Witch: “Some of us don't like the way you've been telling it.”

Narrator: “If you drag me into this mess, you won't know how the story ends! You'll be lost!”


http://images1.fanpop.com/images/photos/2600000/Into-the-Woods-into-the-woods-2605099-310-500.jpg    And they shove him into the arms of an angry giant where he’s squashed. Believe me, I’ve been there. Not in the arms of a giant but caught in a story that seemed so hopeless, so senseless, that all I could do was cry out, “Kill the narrator.” And that’s what many have done or tried to do. But I would like to offer you a more hopeful response today. At Noah’s, the children have been learning about the story of Joseph and what God can do with a painful story. 


This past week, bloodstains and tearstains were everywhere. Joseph’s heart was rubbed raw against the rocks of betrayal and miscarried justice: sold into slavery by his brothers who wanted him dead, falsely imprisoned for doing the right thing, and 13 years spent in slavery and prison. It was a life which ping ponged between fear and hope. Like all our stories, it’s a complicated one.





The truth of the matter is that all life stories are complicated, with twist and turns, and ups and downs, and one thing is certain: you can’t be the narrator of your own life. You can’t see all that has to happen or know the full impact of the choices you make. You can’t see what’s coming around the bend or what can happen with a turn of a page.


Yet time and time again in Joseph’s story, God redeems. The torn robe became a royal one. The pit became a palace. The broken family is reunited and saved from a terrible famine. The very acts intended to destroy God’s servant turned out to strengthen him and in the end those acts - saved them all – and not only his family but all of Egypt.


“You intended evil against me,” Joseph told his brothers, using a Hebrew verb that traces its meaning to “weave” or to “plait.” “You wove evil,” he was saying, “but God rewove it together for good.”
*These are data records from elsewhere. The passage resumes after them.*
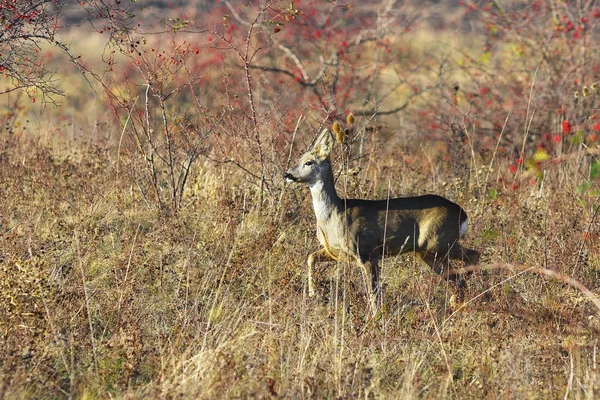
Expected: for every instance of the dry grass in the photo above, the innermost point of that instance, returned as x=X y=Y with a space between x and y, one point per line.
x=103 y=296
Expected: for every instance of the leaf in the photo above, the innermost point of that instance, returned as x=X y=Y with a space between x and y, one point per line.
x=584 y=187
x=595 y=170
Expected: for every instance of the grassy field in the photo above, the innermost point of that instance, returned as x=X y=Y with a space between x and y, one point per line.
x=108 y=293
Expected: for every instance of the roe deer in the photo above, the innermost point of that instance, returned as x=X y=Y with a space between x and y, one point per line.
x=367 y=230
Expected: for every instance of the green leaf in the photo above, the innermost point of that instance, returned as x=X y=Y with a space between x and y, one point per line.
x=595 y=170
I can’t pretend to offer language that resolves all the problems of reconciling God’s existence with the presence of evil in the world. And the Bible itself never tries to clarify this in any systematic way. Instead, it uses stories because, as we all know, where language may fail, stories can succeed. The story of Joseph, therefore, can stand as a living treatise that you can trust. And here is the point: there is a purpose and narrator for your life. And the narrator is good. This doesn’t mean that bad really isn’t bad. I’m not claiming that evil is some illusion or that God is some great Puppet-master in the sky. No, you are free to rage against evil and call it by name. You are also free to make choices and your choices can impact others, powerfully so. Yet God is also sovereign and free and thwarts evil in surprising ways. I want you to entertain the thought that you though you can’t always see the plot you can know the end. And the end is this: God is good.

God, the Master Weaver, stretches the yarn and intertwines the colors, the ragged twine with the beautiful yarn, the pains with the pleasures. Nothing escapes His reach. And the good news is that no event or person, not even yourself, gets to write the conclusion. God is the one who narrates, as Paul Harvey used to say, the “rest of the story.”
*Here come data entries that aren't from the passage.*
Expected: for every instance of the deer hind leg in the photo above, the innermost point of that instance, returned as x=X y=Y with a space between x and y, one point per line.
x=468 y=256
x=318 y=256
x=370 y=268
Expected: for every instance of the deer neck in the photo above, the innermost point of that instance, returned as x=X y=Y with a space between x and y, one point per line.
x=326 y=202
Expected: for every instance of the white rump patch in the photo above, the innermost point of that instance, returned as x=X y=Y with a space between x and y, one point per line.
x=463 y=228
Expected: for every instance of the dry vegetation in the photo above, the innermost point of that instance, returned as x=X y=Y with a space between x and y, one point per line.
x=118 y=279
And the rest of the story is this. The God who created you and gave you breath, who knows you, loves you, and who has allowed for you to make real choices is always at work, always weaving, always plaiting, always narrating, to make something beautiful in the end. And some of us get glimpses of that now even while some of us still wait. But like any good story there’s one more plot twist. The characters from Into the Woods complain that the narrator is always outside and therefore doesn’t understand their pain. The ancient story of the church, however, answers their heartfelt cry with good news. The narrator did enter our story – the God of Abraham, Isaac, Jacob and Joseph, came into our broken and evil world, in Jesus Christ. He spoke truth, raged against evil, loved deeply, experienced loss and grief, and just like the characters from Into the Woods, we killed him. But what we intended for evil God intended for good and cracked upon death and the grave and made for us a way. Because of this Jesus we can know the God who doesn’t stand outside our story. We can know how the story ends.